Orthopaedic device manufacturers, suppliers and industry experts met in Chicago at OMTEC 2013, the 9th Annual Orthopaedic Manufacturing & Technology Exhibition and Conference, to discuss how to mitigate regulatory, manufacturing and supply chain challenges. Here are a few of the conversations you may have missed.
 
 
In the Panels:
A panel discussion on procurement and sourcing touched on how OEMs are handling supplier consolidation, outsourcing and new regulations. Steve Maguire, General Manager, Orchid Design, moderated the conversation and asked the OEMs how they’re working with suppliers. Here’s what they said about lead times. 
 
Bob Weston, Director of Strategic Business Planning, Ortho Development Corp.: We’re seeing extended lead times, even from our tried and true suppliers.

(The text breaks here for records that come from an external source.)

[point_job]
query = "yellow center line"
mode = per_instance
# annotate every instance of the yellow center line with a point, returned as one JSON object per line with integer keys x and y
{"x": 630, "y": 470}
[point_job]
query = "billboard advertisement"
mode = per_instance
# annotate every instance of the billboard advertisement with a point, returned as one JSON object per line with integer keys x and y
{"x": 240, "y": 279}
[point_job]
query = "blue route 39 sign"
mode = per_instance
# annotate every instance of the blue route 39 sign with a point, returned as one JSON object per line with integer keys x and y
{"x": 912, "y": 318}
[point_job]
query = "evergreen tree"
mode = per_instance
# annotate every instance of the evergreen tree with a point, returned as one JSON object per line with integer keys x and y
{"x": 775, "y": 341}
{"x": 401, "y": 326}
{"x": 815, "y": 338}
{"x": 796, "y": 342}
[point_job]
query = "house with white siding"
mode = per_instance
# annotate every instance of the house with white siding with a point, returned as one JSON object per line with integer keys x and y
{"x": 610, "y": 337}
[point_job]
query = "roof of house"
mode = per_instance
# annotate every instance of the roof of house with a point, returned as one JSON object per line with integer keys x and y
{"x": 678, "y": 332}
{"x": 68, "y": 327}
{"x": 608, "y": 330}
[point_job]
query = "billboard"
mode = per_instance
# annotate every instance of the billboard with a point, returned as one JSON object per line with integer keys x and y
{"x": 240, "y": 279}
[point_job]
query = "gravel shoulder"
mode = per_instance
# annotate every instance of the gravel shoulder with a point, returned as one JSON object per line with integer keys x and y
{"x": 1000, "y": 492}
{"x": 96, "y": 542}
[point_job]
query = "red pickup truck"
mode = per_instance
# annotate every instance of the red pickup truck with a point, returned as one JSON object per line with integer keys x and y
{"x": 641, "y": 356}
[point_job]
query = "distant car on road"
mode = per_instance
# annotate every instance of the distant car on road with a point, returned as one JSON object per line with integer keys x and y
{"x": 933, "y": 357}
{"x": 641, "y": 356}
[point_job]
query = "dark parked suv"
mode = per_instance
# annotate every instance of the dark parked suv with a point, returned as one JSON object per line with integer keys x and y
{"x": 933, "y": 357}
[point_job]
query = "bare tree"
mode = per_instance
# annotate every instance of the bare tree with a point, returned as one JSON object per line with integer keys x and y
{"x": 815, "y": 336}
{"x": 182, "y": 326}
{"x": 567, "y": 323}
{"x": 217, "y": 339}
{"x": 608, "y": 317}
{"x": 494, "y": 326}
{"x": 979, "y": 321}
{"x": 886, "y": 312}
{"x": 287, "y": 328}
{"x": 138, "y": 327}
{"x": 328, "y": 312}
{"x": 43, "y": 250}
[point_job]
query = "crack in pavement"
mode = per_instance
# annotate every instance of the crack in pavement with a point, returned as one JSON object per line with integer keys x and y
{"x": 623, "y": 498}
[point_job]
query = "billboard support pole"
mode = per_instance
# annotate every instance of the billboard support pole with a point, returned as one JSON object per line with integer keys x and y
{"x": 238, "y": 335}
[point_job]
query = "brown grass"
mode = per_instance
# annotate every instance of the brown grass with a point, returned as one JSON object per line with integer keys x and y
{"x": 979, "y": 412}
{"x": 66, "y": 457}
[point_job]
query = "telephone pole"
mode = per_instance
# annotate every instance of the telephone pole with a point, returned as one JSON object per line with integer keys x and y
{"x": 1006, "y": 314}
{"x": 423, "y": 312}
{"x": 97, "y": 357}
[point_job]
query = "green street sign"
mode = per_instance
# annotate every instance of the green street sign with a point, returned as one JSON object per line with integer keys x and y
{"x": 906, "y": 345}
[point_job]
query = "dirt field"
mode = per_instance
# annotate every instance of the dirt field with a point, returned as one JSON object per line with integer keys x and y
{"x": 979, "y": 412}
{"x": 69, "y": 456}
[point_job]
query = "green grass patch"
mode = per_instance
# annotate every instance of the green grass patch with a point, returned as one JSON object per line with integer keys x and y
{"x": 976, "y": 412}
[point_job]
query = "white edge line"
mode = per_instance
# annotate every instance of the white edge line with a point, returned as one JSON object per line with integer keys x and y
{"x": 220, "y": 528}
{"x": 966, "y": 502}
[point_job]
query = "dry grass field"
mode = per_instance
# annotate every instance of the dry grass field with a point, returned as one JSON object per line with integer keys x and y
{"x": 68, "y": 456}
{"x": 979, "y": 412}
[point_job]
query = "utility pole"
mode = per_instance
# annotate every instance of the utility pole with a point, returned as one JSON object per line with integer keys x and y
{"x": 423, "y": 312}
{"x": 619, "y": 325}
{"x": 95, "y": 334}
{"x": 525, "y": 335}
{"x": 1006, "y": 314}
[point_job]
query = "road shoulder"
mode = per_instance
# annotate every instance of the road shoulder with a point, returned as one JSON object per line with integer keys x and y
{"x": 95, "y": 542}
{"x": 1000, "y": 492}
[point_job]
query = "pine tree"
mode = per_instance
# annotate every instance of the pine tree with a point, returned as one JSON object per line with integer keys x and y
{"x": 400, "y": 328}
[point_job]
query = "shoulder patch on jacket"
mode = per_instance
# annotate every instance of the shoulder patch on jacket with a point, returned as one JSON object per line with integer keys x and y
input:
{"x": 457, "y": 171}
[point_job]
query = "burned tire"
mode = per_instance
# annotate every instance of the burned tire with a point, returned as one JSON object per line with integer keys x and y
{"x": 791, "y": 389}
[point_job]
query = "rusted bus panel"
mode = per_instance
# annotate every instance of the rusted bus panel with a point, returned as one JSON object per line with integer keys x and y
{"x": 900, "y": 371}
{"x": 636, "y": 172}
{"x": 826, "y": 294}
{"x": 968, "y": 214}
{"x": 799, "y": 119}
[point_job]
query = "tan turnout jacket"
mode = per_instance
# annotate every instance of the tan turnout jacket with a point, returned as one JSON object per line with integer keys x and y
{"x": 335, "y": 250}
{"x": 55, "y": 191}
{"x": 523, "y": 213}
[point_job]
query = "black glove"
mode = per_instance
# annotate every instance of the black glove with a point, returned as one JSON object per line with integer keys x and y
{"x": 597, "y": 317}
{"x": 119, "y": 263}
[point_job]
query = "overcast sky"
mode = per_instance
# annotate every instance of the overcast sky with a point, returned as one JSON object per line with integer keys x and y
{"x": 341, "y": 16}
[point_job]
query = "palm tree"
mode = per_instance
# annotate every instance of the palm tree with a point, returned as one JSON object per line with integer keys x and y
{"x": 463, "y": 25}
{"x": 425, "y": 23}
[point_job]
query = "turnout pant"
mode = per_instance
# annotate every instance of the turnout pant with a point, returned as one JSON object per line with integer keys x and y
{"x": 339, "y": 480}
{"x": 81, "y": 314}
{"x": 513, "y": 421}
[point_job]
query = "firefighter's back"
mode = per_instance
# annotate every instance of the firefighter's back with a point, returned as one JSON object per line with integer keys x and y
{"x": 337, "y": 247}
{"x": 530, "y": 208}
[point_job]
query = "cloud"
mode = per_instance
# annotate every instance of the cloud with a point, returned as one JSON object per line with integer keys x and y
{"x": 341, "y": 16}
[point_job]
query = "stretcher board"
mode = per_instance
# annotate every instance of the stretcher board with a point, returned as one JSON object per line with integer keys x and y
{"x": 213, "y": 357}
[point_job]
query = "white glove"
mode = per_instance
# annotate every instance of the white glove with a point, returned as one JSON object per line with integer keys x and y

We think that the larger OEMs are undergoing a lot of product launches that are impacting lead times in the industry. There used to be a cycle; I’d tell our engineers, “We want to have the supplier building the parts in August when the larger companies decide to decrease their forecast.” Right now, there’s some disappointment on our side on missed dates. What we’d like to see is some flex time at the supplier level to give us that wiggle room that we need moving forward.
 
Thomas Solowczuk, Director, Global Sourcing, Alphatec Spine: We’re increasingly creating strategic supply agreements with our suppliers, putting VMI programs in place, allowing the supplier to build ahead. We’ve been able to adapt to some of the changes in lead time and demand. A supplier can respond much faster if we’re able to give them six or nine months of requirements. If they’re able to bank some of that inventory for us, it can cut lead times down from 8-10 to 1-2 weeks, potentially.
 
Howard Levy, Chief Procurement Officer, Worldwide Operations, Biomet: I think it depends on the business that you’re actually supplying. One of our trauma suppliers told me any new order we place is a 20-week lead time. Some of my instrument suppliers are showing me a map, or are forward-planning our business and suddenly there is a cliff of no return that they’ve experienced, regarding volume. It depends on your OEMs, who you’re supplying to, what particular products you have; are you part of a new launch, or do you have stable business? It’s an interesting dynamic; one that’s different than I’ve seen before. 
 
 
In the Sessions:
Orthopaedics leads the medical device industry in number of recalls, with 578 total recalls between 2007 and 2011. Matthew Krueger, Chief, Orthopedic and Physical Medicine Devices Branch, Office of Compliance, Center for Devices and Radiological Health at FDA, presented data compiled by the agency.
 
FDA sorted the data into four categories (mislabeled, specification, sterilization, fracture), which were created based on prevalence and areas in which it foresees being able to address concerns. The percentage of each recall issued from 2007-2011 includes: mislabeled, 24%; specification, 19%; sterilization, 7%; fracture, 9%; other, 41%.
 
 
On the Floor:
OMTEC speaker Rob Packard walked the hall with notebook in hand, jotting down questions he received from attendees. Here’s one: Where will FDA be in five years?
 
Mr. Packard’s Answer: I don’t expect to see the 510(k) process go away, but FDA has good reasons for disliking it. Therefore, FDA will continue to rigorously screen and reject as many applications on technicalities as they can. Second, FDA will continue to promote the De Novo process, because it allows them to establish a new special controls document for verification and validation testing that will be required—instead of accepting what was accepted for past submissions. FDA will also increasingly require clinical trials for 510(k) devices. The trend has grown gradually, and ten to 15% of submissions now include clinical trial data. I’d like to see a 100% web-based solution to submissions, but I don’t believe FDA can change that fast. Ten years might not even be enough.